You don't understand basic stats, do you.
You DON'T COUNT "cases". You count RESOLUTIONS. You do that because you don't know the resolutions of those cases, because by definition they have not happened yet. Therefore by including them as "not-died", you're making the grand ass- - - sumption that ALL (100%) of those cases, of which there are over 260,000 worldwide and well over a thousand here, will ALL recover. And that's absurd. You can't mix a known with an unknown.
OF THOSE THAT actually HAVE recovered, worldwide, 14% of them (at the moment) have died. Compare that with China's 4-5% noted above. Why that discrepancy? Because China has had the most time to recover. That mortality rate for us is currently down to 33.6%, specifically because time has allowed Recoveries to catch up Yesterday that same rate was up around 70%.
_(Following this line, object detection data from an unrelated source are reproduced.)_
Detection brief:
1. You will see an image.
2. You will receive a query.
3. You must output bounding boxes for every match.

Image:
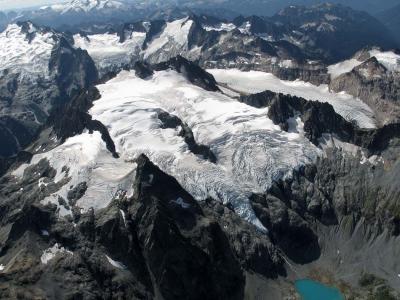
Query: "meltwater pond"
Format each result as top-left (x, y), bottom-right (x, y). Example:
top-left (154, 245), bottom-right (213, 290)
top-left (295, 279), bottom-right (344, 300)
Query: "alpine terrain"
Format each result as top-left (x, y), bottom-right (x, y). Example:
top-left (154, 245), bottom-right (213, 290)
top-left (0, 0), bottom-right (400, 300)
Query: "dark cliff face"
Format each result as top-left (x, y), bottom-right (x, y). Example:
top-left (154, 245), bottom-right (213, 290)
top-left (0, 23), bottom-right (98, 157)
top-left (239, 91), bottom-right (400, 153)
top-left (0, 156), bottom-right (283, 299)
top-left (329, 54), bottom-right (400, 124)
top-left (272, 4), bottom-right (398, 63)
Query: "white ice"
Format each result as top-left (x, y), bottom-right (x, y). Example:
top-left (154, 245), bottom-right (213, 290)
top-left (328, 49), bottom-right (400, 79)
top-left (40, 243), bottom-right (73, 265)
top-left (14, 70), bottom-right (321, 229)
top-left (207, 69), bottom-right (376, 128)
top-left (90, 71), bottom-right (319, 227)
top-left (74, 32), bottom-right (146, 71)
top-left (0, 24), bottom-right (55, 79)
top-left (106, 255), bottom-right (126, 270)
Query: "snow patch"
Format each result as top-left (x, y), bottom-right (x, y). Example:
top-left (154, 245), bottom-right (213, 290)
top-left (106, 255), bottom-right (127, 270)
top-left (89, 70), bottom-right (319, 228)
top-left (203, 23), bottom-right (236, 32)
top-left (0, 24), bottom-right (56, 80)
top-left (40, 243), bottom-right (73, 265)
top-left (74, 32), bottom-right (146, 71)
top-left (207, 69), bottom-right (376, 128)
top-left (171, 197), bottom-right (190, 209)
top-left (144, 18), bottom-right (193, 61)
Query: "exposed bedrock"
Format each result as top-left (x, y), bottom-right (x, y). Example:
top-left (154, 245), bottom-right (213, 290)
top-left (0, 155), bottom-right (285, 299)
top-left (49, 87), bottom-right (118, 157)
top-left (157, 111), bottom-right (217, 163)
top-left (251, 144), bottom-right (400, 299)
top-left (329, 57), bottom-right (400, 124)
top-left (239, 91), bottom-right (400, 154)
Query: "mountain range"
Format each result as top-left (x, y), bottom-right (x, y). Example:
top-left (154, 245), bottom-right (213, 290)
top-left (0, 0), bottom-right (400, 300)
It takes roughly two weeks of social distancing/isolation to even slow down the infection rate. China, which has had much more time than that, shows twenty-two times more Recoveries than Deaths. We still have twice as many Deaths as Recoveries. Neither of those numbers is finally settled, and WILL NOT BE until all active cases are resolved.
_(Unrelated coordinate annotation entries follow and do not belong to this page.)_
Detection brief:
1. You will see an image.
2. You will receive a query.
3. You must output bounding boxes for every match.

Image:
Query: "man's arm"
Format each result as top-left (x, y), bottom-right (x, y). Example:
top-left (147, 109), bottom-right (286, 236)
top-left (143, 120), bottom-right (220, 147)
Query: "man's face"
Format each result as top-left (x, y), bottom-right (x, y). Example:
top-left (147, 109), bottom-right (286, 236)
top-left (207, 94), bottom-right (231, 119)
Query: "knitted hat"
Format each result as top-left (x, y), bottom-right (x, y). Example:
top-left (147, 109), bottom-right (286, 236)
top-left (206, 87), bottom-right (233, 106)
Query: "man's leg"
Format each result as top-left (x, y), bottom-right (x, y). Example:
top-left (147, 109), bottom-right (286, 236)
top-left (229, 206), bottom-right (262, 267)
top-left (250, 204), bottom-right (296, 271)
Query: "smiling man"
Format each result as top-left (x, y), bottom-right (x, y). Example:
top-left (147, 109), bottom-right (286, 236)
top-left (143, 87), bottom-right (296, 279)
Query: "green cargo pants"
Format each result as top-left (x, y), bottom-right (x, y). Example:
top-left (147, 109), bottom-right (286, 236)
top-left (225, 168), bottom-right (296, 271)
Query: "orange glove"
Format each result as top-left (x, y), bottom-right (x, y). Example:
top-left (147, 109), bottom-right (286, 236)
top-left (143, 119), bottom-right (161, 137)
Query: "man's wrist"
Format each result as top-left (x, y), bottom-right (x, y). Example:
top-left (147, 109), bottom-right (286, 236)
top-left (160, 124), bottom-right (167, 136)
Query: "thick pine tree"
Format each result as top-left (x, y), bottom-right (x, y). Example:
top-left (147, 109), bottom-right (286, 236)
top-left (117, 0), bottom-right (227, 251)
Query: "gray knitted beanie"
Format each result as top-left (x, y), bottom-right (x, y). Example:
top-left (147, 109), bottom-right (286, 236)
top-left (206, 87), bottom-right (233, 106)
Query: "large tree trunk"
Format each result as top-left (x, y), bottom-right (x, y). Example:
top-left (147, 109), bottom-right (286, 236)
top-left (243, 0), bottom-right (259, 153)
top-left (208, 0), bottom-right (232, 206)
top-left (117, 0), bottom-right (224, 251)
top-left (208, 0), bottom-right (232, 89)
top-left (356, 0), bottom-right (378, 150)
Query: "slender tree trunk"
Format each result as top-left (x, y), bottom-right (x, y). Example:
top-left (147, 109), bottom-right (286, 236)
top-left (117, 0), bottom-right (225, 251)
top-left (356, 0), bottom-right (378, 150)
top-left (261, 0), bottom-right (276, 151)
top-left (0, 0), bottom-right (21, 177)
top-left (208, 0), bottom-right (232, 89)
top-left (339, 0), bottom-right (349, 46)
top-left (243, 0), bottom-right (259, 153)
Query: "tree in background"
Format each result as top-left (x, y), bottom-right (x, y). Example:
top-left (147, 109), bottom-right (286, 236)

PLEASE show us all any reliable source stating a 62+% fatality rate.
You can't because you LIE. Why? Only you know your nefarious goal. Not one source, not one. Run along, the sky is NOT falling.
HEALTH CARE
U.S. COVID-19 Fatality Rate Steady: About 1 Percent
By
ANDREW C. MCCARTHY
March 20, 2020 5:50 PM
[...]
Our fatality rate is thus significantly lower than the global rate of 4.1 percent (10,080 out of 248,098). The U.S. number is comparable to South Korea’s 1.2 percent (100 deaths out of 8,652 cases). It is markedly better than Italy’s staggering 8.3 percent fatality rate (3,405 out of 41,035), the U.K.’s 4.4 percent (144 out of 3,269), and France’s 3.4 percent (372 out of 10,995). By contrast, we seem to be doing worse than Germany, which had lost 44 people out of 16,626 reported cases (a 0.3 percent fatality rate). I do not put much stock in the numbers out of China and Iran, whose regimes are not trustworthy. China is almost certainly lowballing at 4 percent (3,248 deaths out of 80,967 reported cases); Iran’s eye-popping 17.7 percent fatality rate (3,248 out of 18,407) is so astronomical, even compared to Italy, that I’m skeptical (though Iran is a troubled enough country that it could be reasonably accurate).
[...]
Spikes in reported cases are disturbing, and the death count is heartbreaking. Let’s keep our eye, though, on the fatality rate.